Justification of resources

As visitors, we must justify our resources as sufficient for the time of our stay in France. We must provide our last 3 months bank statements from our French bank and an “attestation de compte”, which is a letter from our bank that says that we have a bank account in good standing. It is a good rule of thumb that whatever was used to justify assets for the original visa at the French consulate in America should be used again – now with the addition of any French bank assets and the bank letter. A summary of our US assets will need to be translated into French and converted into Euros.

Letter not to engage in work or services

“Mon Ami Andy” provided us with an example of a letter with appropriate French language to formally declare that we would not engage in work. This is a requirement only for visitors.

Proof of payment to OFII

The Préfecture checklist requires proof of payment to OFII for the original receipt of their approval stamp. The OFII stamp in one’s passport is proof that the taxes owed were paid.

Other considerations for success

We’ve been advised that, despite the appearance of a difficult bureaucracy, as long as all the ducks are in a row, paperwork translated, photocopies, not bound by staples, etc, Carte de Séjour (residence permit) requests very rarely get refused. Most of the decision process is based on whether or not you can afford to support yourself in France without needing French social assistance.
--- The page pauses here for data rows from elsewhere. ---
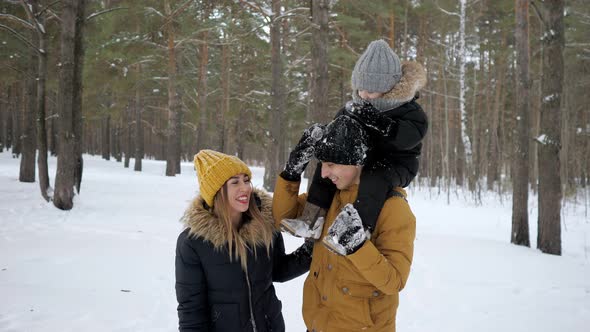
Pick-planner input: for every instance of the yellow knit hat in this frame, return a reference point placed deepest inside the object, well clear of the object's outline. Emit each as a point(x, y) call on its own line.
point(214, 169)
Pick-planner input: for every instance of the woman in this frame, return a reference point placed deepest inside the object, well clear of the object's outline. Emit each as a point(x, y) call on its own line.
point(230, 253)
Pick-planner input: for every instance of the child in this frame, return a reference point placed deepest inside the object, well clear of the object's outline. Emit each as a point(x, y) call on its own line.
point(384, 93)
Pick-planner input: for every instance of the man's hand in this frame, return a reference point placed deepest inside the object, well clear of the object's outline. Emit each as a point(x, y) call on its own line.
point(346, 235)
point(302, 152)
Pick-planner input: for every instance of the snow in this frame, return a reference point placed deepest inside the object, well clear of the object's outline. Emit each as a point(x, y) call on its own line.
point(550, 98)
point(108, 265)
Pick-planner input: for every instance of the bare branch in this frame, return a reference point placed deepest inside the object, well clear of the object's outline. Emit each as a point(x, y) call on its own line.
point(33, 18)
point(93, 15)
point(18, 20)
point(259, 9)
point(174, 13)
point(22, 38)
point(42, 11)
point(446, 11)
point(539, 12)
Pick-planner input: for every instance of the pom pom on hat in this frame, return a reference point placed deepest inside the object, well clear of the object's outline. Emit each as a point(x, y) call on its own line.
point(214, 169)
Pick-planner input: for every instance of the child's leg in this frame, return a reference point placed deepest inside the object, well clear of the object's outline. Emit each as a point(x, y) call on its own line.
point(319, 198)
point(321, 191)
point(372, 194)
point(377, 185)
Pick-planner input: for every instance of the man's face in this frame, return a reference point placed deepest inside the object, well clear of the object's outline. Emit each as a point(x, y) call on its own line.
point(343, 176)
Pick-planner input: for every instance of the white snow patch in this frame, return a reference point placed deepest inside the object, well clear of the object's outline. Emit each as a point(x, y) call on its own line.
point(550, 98)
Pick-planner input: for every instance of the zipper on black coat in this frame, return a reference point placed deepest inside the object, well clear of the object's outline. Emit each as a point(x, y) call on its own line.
point(250, 301)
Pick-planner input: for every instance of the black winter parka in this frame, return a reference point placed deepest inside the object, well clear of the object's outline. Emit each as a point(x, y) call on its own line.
point(215, 293)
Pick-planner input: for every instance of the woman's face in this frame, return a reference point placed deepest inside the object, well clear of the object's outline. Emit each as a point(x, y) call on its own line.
point(239, 189)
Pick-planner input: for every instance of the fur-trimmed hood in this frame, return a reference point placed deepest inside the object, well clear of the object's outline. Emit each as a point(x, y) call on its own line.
point(413, 80)
point(204, 224)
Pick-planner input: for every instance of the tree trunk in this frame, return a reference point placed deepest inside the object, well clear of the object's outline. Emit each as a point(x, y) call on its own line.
point(173, 103)
point(318, 105)
point(128, 136)
point(27, 162)
point(77, 115)
point(68, 161)
point(223, 116)
point(139, 148)
point(17, 116)
point(520, 166)
point(202, 85)
point(106, 137)
point(277, 102)
point(549, 236)
point(41, 127)
point(3, 105)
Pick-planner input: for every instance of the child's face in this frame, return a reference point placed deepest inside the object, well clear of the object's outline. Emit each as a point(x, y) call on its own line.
point(370, 95)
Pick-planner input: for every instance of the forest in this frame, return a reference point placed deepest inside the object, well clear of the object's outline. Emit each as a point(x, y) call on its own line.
point(506, 97)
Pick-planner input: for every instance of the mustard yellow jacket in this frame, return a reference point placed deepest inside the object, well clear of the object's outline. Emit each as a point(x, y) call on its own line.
point(358, 292)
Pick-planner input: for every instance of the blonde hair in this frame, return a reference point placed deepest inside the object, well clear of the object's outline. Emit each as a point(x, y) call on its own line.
point(238, 241)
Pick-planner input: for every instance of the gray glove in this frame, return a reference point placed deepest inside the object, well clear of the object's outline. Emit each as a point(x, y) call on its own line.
point(302, 152)
point(346, 235)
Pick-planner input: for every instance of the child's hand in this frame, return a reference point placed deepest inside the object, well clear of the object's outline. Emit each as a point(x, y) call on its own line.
point(370, 117)
point(303, 152)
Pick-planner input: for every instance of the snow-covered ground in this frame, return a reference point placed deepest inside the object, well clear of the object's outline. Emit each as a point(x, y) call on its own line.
point(108, 265)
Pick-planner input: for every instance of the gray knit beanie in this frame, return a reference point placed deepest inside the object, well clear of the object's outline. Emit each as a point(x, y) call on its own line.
point(378, 69)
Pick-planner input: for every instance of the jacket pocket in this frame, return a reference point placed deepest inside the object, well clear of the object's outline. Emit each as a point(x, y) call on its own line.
point(352, 304)
point(225, 317)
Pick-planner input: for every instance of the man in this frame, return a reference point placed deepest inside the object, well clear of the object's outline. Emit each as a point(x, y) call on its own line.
point(354, 278)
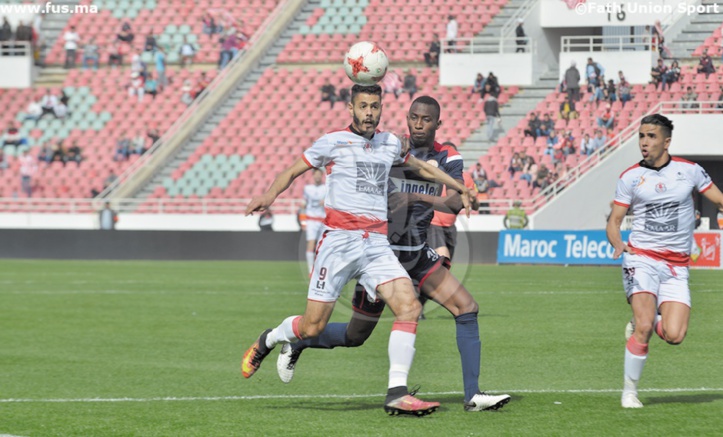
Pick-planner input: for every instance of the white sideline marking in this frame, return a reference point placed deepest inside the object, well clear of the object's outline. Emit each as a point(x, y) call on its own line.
point(375, 395)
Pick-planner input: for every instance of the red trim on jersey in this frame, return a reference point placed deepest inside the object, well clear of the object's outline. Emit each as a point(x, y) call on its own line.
point(635, 348)
point(676, 159)
point(629, 168)
point(410, 327)
point(674, 258)
point(306, 161)
point(295, 326)
point(434, 268)
point(344, 220)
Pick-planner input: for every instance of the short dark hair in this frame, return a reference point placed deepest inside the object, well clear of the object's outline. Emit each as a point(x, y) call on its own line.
point(365, 89)
point(431, 101)
point(659, 120)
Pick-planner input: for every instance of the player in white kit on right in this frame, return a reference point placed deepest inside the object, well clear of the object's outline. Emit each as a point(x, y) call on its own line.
point(658, 190)
point(354, 245)
point(315, 214)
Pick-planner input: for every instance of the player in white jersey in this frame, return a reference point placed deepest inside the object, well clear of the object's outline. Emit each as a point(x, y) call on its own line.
point(314, 205)
point(355, 245)
point(658, 190)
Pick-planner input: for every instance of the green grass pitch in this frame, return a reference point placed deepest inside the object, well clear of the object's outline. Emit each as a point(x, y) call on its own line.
point(153, 349)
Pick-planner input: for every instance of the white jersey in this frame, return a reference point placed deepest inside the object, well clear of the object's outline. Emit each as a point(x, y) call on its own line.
point(662, 205)
point(356, 180)
point(314, 197)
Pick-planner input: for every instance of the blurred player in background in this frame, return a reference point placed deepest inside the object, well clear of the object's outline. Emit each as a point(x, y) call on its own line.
point(658, 190)
point(409, 219)
point(314, 207)
point(354, 244)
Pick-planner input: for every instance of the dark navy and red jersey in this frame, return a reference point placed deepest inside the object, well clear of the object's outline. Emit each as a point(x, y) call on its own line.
point(408, 227)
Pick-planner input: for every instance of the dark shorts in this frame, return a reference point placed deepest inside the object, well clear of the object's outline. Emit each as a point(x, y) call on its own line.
point(438, 236)
point(419, 264)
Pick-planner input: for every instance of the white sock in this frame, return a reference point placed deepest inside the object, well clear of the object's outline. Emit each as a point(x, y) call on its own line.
point(401, 355)
point(633, 371)
point(284, 333)
point(310, 260)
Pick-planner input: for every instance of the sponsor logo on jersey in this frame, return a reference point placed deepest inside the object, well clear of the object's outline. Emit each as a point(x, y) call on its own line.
point(662, 217)
point(371, 178)
point(411, 186)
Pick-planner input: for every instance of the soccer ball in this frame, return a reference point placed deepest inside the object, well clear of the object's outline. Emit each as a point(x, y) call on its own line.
point(366, 63)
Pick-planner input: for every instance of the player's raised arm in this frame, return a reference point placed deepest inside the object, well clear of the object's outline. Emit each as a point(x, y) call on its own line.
point(280, 184)
point(434, 174)
point(613, 230)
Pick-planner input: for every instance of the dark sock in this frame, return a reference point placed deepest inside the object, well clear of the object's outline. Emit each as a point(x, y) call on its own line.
point(332, 336)
point(469, 347)
point(396, 392)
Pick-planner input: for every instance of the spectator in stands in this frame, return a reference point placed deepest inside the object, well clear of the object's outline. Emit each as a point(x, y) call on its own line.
point(479, 84)
point(541, 178)
point(28, 168)
point(705, 65)
point(533, 125)
point(71, 39)
point(186, 90)
point(492, 113)
point(452, 30)
point(586, 145)
point(572, 82)
point(266, 220)
point(209, 25)
point(187, 52)
point(610, 91)
point(150, 45)
point(328, 93)
point(90, 54)
point(136, 86)
point(410, 84)
point(515, 164)
point(657, 73)
point(594, 74)
point(688, 97)
point(160, 60)
point(391, 83)
point(432, 56)
point(115, 55)
point(606, 118)
point(33, 111)
point(671, 75)
point(23, 33)
point(6, 30)
point(73, 154)
point(624, 89)
point(153, 134)
point(12, 137)
point(598, 142)
point(107, 218)
point(126, 34)
point(123, 148)
point(48, 103)
point(567, 110)
point(151, 86)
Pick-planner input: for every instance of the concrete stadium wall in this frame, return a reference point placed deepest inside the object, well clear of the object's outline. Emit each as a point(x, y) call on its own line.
point(473, 247)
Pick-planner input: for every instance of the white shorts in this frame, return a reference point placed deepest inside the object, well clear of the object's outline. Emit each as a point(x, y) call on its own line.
point(314, 228)
point(668, 283)
point(345, 255)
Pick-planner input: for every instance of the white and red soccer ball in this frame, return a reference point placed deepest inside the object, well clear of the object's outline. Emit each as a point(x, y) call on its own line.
point(366, 63)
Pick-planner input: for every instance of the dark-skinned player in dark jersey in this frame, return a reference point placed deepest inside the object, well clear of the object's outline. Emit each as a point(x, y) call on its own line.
point(412, 201)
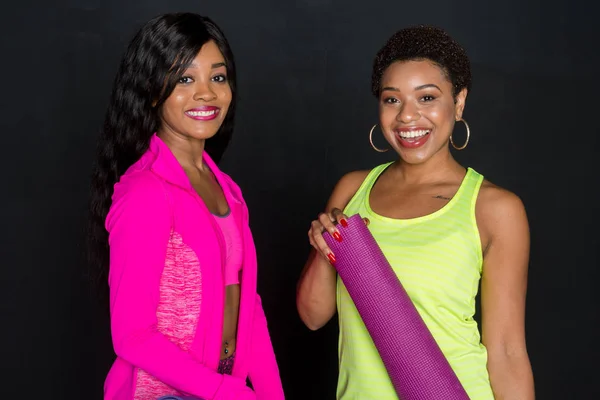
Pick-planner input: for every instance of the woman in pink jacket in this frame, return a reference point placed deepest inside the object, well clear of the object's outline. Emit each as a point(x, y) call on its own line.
point(173, 230)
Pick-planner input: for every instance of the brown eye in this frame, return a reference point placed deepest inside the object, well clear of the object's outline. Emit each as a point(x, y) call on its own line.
point(220, 78)
point(185, 79)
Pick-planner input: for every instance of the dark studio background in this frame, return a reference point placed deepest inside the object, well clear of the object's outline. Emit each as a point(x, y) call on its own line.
point(304, 114)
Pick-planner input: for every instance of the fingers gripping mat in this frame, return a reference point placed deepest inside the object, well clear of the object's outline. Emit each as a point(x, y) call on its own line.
point(416, 365)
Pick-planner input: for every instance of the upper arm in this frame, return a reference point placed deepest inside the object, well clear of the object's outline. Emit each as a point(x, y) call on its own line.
point(505, 268)
point(139, 226)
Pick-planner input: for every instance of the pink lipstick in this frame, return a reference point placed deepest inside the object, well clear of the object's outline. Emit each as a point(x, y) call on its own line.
point(413, 137)
point(204, 113)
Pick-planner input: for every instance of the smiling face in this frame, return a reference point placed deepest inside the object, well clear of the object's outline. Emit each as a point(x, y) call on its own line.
point(199, 103)
point(417, 109)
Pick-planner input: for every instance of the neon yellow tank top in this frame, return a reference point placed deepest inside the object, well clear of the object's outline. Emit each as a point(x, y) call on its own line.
point(438, 259)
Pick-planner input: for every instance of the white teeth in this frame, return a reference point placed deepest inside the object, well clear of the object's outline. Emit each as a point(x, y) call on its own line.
point(413, 134)
point(201, 113)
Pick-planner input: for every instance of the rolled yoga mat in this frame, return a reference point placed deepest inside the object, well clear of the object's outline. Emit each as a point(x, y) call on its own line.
point(416, 365)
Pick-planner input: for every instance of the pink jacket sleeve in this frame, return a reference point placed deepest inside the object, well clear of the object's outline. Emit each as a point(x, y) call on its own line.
point(139, 226)
point(263, 371)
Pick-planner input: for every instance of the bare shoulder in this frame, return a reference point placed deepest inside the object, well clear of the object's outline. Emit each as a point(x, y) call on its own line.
point(499, 212)
point(346, 188)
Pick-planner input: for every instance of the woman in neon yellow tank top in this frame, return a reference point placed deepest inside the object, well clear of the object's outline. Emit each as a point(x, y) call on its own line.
point(442, 227)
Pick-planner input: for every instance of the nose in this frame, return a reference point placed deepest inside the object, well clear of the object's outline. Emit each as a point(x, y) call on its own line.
point(204, 92)
point(409, 112)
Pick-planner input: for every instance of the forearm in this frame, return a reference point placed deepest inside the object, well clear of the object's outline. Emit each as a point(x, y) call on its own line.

We were able to justify this to the French Consulate in the US, and they are generally far more difficult to please than the Préfecture! At the Préfecture they like to see the documents the way that they like to see them, eg specific photocopies, specific order etc. It is worth the effort to ask for assistance in getting prepared.

Rendez-vous time

Our appointments at the Préfecture are scheduled for April 14th. This is long after our current visas expire. Unfortunately these are the earliest available appointments. The procedure is as follows: Documents for all the items on the Préfecture checklist need to be updated to within 3 months of the appointment. Only translation dates of translated documents need to be updated. Documents must be organized by originals and then copies- color documents with color copies, black and white documents with black and white copies.

Renewal date for new residence permit

Our new residence permit will expire at the end of January, 2015, a year after the original expiration of our visas. An updated Recepissé will be issued after the meeting, and a couple months later the actual residence card arrives. By that time we will need to start application to renew our residence permit for year 3!

Can we renew our lease or rent a new apartment prior to approval of the residence permit?

The Recepissé is a legal document issued by the Préfecture, which means that we are authorized to stay and reside. For all intents and purposes it has the same authority as the Carte de Séjour. We are fully legal in France until the 14th of April. Also, if for whatever reason we are not approved for the Carte de Séjour in April, we would only have to give one month’s notice to our landlord in order to terminate the contract. The lease at our current place could roll over automatically whether or not we have a valid Carte de Séjour, and our recipissé status should be no problem for any new individual owner or real estate agency. If requested, we may have to show our Carte de Séjour (residence permit) in April once we have received it. At our appointment, the Préfecture only needs to see a current rental contract; they will assume it will simply roll over upon approval of our residence permit.

How to give written notice

In France to terminate a lease you have to give written notice via the mail, to be sent with signed delivery upon receipt. The post office can help with this. Using the postal system web site, I was able to mail my signed termination and pay for the postage online and skip the trip to the post office.